2. „Was aber Gott verbunden hat, das darf der Mensch nicht trennen“ (Mk 10,9).

Das göttliche Vorhaben zur Familie hat der Herr Jesus bekräftigt, indem er eine vorschnelle Scheidung von Eheleuten ablehnte, wie es das Gesetz des Mose in einigen Fällen vorsieht. Die Worte Jesu hierzu sind klar: „Am Anfang der Schöpfung aber hat Gott sie männlich und weiblich erschaffen. Darum wird der Mann Vater und Mutter verlassen und die zwei werden ein Fleisch sein.
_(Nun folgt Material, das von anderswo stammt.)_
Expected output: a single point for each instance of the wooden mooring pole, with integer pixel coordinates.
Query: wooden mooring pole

Sie sind also nicht mehr zwei, sondern ein Fleisch. Was aber Gott verbunden hat, das darf der Mensch nicht trennen“ (Mk 10,6-9). Mehr noch hat Jesus Christus die Verbindung von Mann und Frau zur Würde des Sakramentes erhoben. Es gründet auf der Würde der Christen, denn sie sind schon durch die Taufe Kinder Gottes, wie der Heilige Johannes in seinem ersten Brief lehrt (vgl. 1 Joh 3,1). Seine Mahnung zur Liebe kann insbesondere auf die Brautleute angewandt werden: „Und das ist sein Gebot: Wir sollen an den Namen seines Sohnes Jesus Christus glauben und einander lieben gemäß dem Gebot, das er uns gegeben hat“ (1 Joh 3,23). Diese achtsame und treue Liebe verdient den Segen Gottes: „Wer seine Gebote hält, bleibt in Gott und Gott in ihm. Und daran erkennen wir, dass er in uns bleibt: an dem Geist, den er uns gegeben hat“ (1 Joh 3,24).
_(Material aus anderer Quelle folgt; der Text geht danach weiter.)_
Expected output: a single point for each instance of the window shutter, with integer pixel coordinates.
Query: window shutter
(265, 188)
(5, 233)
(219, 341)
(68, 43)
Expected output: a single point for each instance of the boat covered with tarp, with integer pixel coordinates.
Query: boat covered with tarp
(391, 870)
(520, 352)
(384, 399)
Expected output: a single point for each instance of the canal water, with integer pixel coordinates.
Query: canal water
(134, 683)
Das Zentrum der Heiligen Familie ist Jesus Christus. Er soll in jeder christlichen Familie auf diese Weise gegenwärtig sein und den ersten Platz einnehmen. Mit seiner Gnade und seiner Vergebung gibt der Herr den Eheleuten die Kraft, immer wieder das tägliche gemeinsame Leben anzufangen, von gegenseitiger Liebe getragen, was nicht selten Vergebung und Geduld bei dem gemeinsamen Auftrag der Kindererziehung voraussetzt, denn die Kinder sollen wie Jesus aufwachsen können, denn er „wuchs heran und seine Weisheit nahm zu und er fand Gefallen bei Gott und den Menschen“ (Lk 2,52).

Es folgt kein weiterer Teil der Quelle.